The subscription (the real cost)
Every tracker needs an active plan to use its SIM. Two tiers, cheaper per month the longer you commit. German pricing:
| Term | Basic | Premium |
|---|---|---|
| 1 year | €84 (€7/mo) | €96 (€8/mo) |
| 2 years | €120 (€5/mo) | €144 (€6/mo) |
| 5 years | €300 (€5/mo) | €300 (€5/mo) |
Both tiers include live GPS, activity, sleep and vitals. Premium adds family sharing, worldwide coverage, GPS data export, and 365 days of location history instead of Basic's short window. For a single dog tracked mostly at home, Basic is enough. There is a 30-day money-back guarantee.
Real-world notes
From reviews and testing (Berlin), calibrate expectations against the marketing:
- Battery is closer to 10 days with 2-3 hours of walking a day, and 3-4 days under heavy live tracking. Still better than the DOG 4's 7-8 days, short of the "14 days" headline.
- Urban GPS drifts 25-30 m in a city, occasionally placing the dog on train tracks or in water when it is next to you. Fine for "which field is he in", less so for pinpoint recovery between buildings.
- Sync can lag and wants the phone nearby to update quickly.
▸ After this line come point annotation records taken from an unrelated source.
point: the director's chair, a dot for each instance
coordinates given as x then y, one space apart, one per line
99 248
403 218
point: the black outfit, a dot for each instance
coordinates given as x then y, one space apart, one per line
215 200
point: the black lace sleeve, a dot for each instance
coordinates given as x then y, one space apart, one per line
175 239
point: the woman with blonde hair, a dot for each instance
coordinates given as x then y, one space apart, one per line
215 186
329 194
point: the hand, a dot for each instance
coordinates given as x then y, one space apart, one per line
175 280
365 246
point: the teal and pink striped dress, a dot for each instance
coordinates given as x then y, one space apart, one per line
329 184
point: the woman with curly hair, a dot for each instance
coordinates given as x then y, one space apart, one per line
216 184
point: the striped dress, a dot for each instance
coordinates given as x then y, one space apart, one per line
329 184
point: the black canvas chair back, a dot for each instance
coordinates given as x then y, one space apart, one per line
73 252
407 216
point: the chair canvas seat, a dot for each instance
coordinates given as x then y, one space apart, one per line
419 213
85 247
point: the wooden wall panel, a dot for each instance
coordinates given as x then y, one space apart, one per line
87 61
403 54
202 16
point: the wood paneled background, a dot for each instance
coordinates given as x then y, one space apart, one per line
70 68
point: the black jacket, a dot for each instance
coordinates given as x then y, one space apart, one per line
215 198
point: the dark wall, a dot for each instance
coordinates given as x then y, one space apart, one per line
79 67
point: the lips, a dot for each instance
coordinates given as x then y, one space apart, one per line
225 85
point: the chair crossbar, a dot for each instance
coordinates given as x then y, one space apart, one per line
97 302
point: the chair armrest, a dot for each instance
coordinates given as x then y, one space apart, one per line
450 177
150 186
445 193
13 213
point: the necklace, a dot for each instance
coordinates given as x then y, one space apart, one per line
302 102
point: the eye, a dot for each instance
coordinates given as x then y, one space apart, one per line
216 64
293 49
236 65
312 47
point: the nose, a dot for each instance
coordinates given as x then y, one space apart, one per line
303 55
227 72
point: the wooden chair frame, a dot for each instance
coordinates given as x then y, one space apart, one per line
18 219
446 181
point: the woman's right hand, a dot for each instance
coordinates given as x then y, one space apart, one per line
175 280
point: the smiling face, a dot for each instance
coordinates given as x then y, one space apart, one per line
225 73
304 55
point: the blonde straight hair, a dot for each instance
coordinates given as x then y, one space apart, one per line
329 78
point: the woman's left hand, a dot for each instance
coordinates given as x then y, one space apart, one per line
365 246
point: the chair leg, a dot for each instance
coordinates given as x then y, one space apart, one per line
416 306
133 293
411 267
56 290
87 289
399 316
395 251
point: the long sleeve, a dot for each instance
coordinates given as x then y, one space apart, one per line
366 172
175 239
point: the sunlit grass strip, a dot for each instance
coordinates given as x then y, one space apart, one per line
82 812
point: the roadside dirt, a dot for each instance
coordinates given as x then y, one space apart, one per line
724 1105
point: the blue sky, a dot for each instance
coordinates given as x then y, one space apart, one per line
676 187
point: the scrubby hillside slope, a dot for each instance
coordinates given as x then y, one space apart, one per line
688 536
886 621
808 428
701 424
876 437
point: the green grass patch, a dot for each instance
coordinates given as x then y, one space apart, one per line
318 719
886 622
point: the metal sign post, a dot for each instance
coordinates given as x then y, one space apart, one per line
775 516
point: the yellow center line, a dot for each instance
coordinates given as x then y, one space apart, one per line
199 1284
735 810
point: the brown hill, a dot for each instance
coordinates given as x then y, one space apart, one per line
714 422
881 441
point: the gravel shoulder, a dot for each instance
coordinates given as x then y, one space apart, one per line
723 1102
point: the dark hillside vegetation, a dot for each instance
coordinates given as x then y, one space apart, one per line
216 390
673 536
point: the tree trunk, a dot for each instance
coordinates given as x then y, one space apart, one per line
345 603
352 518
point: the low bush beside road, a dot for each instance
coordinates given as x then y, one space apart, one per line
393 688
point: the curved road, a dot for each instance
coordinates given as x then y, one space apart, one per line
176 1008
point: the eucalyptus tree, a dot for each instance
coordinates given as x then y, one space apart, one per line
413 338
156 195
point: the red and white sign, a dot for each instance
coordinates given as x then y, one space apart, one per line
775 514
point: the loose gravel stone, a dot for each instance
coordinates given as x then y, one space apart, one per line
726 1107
- Health metrics read device movement, so a car ride counts as activity. Treat the vitals as a trend, not a medical reading.
My take
The hardware is good: light, genuinely waterproof, USB-C at last, and the brighter LED is useful on winter walks. It does the one job that matters, telling me where the dog is if he bolts, well enough. The honest framing is that it is a subscription product with a €69 entry ticket, not a €69 gadget. Over three years the plan costs more than double the device. Worth it for the peace of mind; just go in knowing the running cost.